Term limits mean Gibson, at the helm for past 12 years, won’t seek reelection


Heather Cory

Mayor James Gibson and David Dahan, president of the Henderson Chamber of Commerce, pose for a picture after Gibson’s State of the City address Thursday at Green Valley Ranch.

Henderson State of the City

After serving three terms as the Mayor of Henderson, James Gibson gave his final State of the City address Thursday at Green Valley Ranch. Launch slideshow »

After 12 years in office, Mayor James B. Gibson had one campaign promise he could no longer keep — saving his wife, Laura, from embarrassment at public functions.

Gibson, at the start of his 12th and final State of the City Address on Thursday, insisted that she stand up and take a bow, something she had made him promise not to do when he ran for office in 1997.

"I'm not running anymore," joked Gibson, whose three-term administration will end this year because of the state's term limits law.

It struck the tone of a reflective address — one that not only touched on the massive changes the city has seen during his 12 years in office, but on the economic challenges it has faced in the past year.

To illustrate how Henderson has changed since 1997, he highlighted the influx of nearly 140,000 residents, the completion of several major infrastructure projects and the $250 million that the city generated last year in tourism and special events.

"This is not my father's Henderson," said Gibson, son of longtime state Sen. James I. Gibson, who represented Henderson until his death in 1988.

Gibson compared the current recession, which has left the city with a $53 million shortfall in the current year, to a 1988 fire that destroyed nearly one-third of Yellowstone National Park, but allowed nature to renew the park.

"We can't see anything good in the fire itself," Gibson said. "But as nature takes its course, there is hope for a recovery, and that what will emerge will be even better than before. We're in the heat of that fire right now, in the economic sense. Our recovery will require both a national economic recovery and skillful leadership at the local level. We will have to be at our collective best."

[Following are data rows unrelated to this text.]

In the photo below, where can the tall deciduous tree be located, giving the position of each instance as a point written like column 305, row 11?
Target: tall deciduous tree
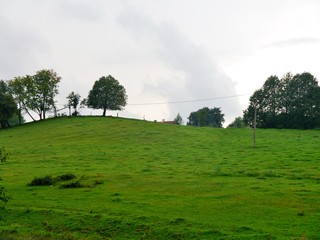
column 74, row 101
column 41, row 90
column 18, row 89
column 206, row 117
column 107, row 94
column 7, row 109
column 178, row 120
column 291, row 102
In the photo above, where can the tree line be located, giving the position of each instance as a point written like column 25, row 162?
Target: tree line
column 292, row 101
column 37, row 94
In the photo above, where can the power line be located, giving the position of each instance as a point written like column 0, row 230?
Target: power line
column 186, row 101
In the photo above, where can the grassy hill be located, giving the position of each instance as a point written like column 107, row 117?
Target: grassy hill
column 145, row 180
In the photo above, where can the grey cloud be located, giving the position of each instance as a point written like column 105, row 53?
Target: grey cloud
column 21, row 50
column 293, row 42
column 202, row 77
column 83, row 11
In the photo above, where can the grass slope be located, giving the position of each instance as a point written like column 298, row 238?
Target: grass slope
column 144, row 180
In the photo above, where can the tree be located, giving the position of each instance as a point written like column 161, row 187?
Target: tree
column 107, row 94
column 289, row 102
column 4, row 156
column 41, row 90
column 304, row 101
column 237, row 123
column 206, row 117
column 17, row 87
column 8, row 106
column 178, row 120
column 74, row 101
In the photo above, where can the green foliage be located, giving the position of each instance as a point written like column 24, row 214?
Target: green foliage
column 8, row 105
column 66, row 177
column 160, row 181
column 74, row 99
column 41, row 90
column 76, row 184
column 289, row 102
column 3, row 197
column 42, row 181
column 49, row 180
column 107, row 94
column 206, row 117
column 178, row 120
column 4, row 154
column 237, row 123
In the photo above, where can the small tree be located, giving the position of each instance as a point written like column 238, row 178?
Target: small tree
column 206, row 117
column 107, row 93
column 41, row 90
column 8, row 108
column 4, row 155
column 237, row 123
column 73, row 101
column 178, row 120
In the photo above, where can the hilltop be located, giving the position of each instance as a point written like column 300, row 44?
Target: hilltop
column 146, row 180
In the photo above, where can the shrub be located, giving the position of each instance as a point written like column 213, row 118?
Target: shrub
column 65, row 177
column 76, row 184
column 4, row 154
column 42, row 181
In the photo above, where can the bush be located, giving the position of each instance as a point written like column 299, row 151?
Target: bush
column 42, row 181
column 76, row 184
column 4, row 154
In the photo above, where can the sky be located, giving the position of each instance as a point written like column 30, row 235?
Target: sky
column 172, row 56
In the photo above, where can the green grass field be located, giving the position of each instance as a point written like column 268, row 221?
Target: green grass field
column 145, row 180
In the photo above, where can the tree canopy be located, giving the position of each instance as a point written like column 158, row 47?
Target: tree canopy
column 107, row 94
column 206, row 117
column 289, row 102
column 8, row 106
column 74, row 101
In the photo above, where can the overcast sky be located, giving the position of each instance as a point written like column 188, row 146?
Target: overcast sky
column 162, row 50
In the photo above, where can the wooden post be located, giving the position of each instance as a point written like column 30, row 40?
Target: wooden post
column 254, row 124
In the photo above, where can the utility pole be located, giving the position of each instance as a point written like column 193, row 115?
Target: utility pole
column 254, row 124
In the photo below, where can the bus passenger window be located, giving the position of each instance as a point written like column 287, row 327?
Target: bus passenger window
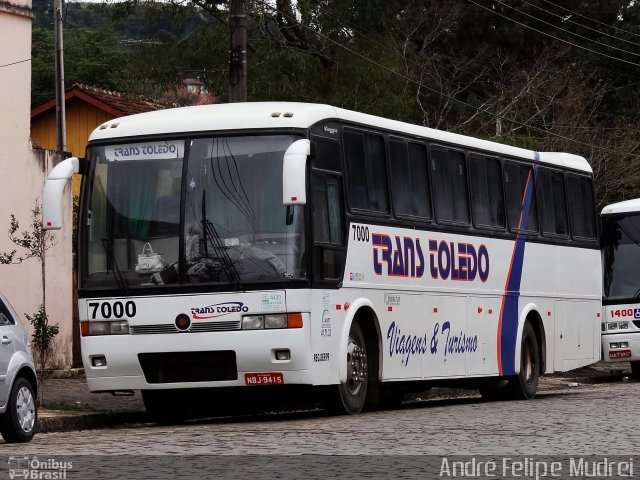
column 366, row 173
column 327, row 221
column 409, row 179
column 581, row 207
column 449, row 184
column 518, row 189
column 551, row 200
column 487, row 203
column 327, row 154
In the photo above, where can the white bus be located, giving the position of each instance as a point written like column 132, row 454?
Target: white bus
column 272, row 245
column 621, row 294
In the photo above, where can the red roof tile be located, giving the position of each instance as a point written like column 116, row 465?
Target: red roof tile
column 116, row 103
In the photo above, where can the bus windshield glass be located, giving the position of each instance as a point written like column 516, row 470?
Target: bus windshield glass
column 207, row 210
column 621, row 257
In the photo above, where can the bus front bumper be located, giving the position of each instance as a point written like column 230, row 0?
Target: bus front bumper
column 202, row 360
column 621, row 347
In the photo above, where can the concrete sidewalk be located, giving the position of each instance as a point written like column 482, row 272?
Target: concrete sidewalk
column 68, row 404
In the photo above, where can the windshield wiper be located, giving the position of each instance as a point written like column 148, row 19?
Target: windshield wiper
column 212, row 238
column 121, row 281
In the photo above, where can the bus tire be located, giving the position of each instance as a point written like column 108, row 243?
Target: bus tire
column 349, row 398
column 524, row 385
column 164, row 406
column 18, row 423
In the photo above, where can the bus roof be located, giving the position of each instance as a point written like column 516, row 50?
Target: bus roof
column 257, row 115
column 628, row 206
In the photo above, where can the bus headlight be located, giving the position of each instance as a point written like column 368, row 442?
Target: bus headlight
column 275, row 321
column 272, row 321
column 117, row 327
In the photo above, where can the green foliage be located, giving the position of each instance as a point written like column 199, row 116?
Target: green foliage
column 495, row 70
column 43, row 333
column 33, row 241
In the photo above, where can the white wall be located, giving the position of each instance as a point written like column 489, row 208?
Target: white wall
column 22, row 174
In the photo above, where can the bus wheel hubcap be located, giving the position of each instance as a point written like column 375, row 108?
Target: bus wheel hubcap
column 356, row 366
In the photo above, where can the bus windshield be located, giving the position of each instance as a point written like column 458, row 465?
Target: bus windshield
column 207, row 210
column 621, row 257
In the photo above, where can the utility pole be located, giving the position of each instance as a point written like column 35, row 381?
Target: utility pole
column 237, row 51
column 61, row 129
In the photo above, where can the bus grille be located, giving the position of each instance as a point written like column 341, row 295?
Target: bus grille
column 203, row 327
column 174, row 367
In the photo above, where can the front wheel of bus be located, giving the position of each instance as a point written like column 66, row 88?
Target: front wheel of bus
column 349, row 397
column 164, row 406
column 524, row 385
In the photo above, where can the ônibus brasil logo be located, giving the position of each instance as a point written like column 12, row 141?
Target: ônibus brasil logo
column 218, row 310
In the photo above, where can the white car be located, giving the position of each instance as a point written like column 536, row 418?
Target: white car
column 18, row 381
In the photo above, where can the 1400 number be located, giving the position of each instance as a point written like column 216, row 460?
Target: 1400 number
column 115, row 309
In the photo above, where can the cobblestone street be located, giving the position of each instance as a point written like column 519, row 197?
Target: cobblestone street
column 586, row 420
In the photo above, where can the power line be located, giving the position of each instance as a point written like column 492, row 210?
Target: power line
column 15, row 63
column 566, row 19
column 360, row 29
column 567, row 31
column 591, row 19
column 393, row 72
column 552, row 36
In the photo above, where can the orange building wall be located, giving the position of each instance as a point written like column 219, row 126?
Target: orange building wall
column 82, row 119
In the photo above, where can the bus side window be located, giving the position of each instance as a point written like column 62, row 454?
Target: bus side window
column 449, row 184
column 366, row 173
column 518, row 189
column 327, row 226
column 487, row 202
column 551, row 202
column 408, row 163
column 581, row 207
column 326, row 155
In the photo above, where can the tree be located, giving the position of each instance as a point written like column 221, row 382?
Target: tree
column 34, row 242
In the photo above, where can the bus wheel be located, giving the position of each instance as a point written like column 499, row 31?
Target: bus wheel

Though the times are difficult, Gibson said, the city's preparation — it has about $10 million in a rainy-day fund — and its budget cuts, along with the five-year financial plan the City Council approved last year, have left him confident in Henderson's future.

"We've encountered circumstances that will require that we change in order to seize the opportunities that lie ahead," he said. "But the foundation on which our city is established is stable, it is sound and our future is bright."

Though the city's budget adjustments included the scrapping of several capital projects, Gibson highlighted a number of others that have been or will soon be completed, including several traffic improvements, a new police substation, the Justice Facility expansion and a handful of parks and trails projects.

Gibson also announced a new initiative, My Henderson, to unify the city's sustainability initiatives. Last week, the city took out a loan of up to $22 million that will be used to retrofit city buildings with energy efficient technologies. The engineering firm that designed the project has issued a performance bond that will pay the city the difference if the amount the city saves in energy costs fails to equal or exceed the payments on the loan.

"The theme 'My Henderson' is intended to convey the message that each one of us has a responsibility in this city, while recognizing the fact that no one of us can do it alone," Gibson said.

Turning his sights on education, Gibson cited a number of partnerships the city has employed to obtain land for schools, sports programs and books for students and to found Nevada State College in Henderson. The city has also recently set aside the land for a future science, space and children's museum.

"Our challenge is to make our contribution to an ever-expanding legacy of good works and achievement in this city — and when the children of this community stand in our place, they'll have been lifted, they'll be better than we were and their sights will be set on achieving goals higher than we ever imagined," Gibson said.

In order to maintain that standard in a sagging economy, Gibson said, the city will have to work even harder to develop and maintain partnerships with private institutions as well as other governmental organizations.

"We must be focused on leveraging every dollar, working together as public institutions," he said. "We've found great success in public-private partnerships and must continue to explore the opportunities that exist for creativity and innovation, not only in public-private partnerships, but in public-public partnerships as well."

When it came time to reflect on legacies, Gibson politely declined.

"People have asked me how I would define my legacy as I look back over the past 12 years," he said. "My response to them is that I don't claim a right to any legacy. Rather, I've been a contributor. I've played a part. We have all — electeds, staff, business people, children, families — all of us together created a legacy that is a measure of a living effort, not a static remembrance."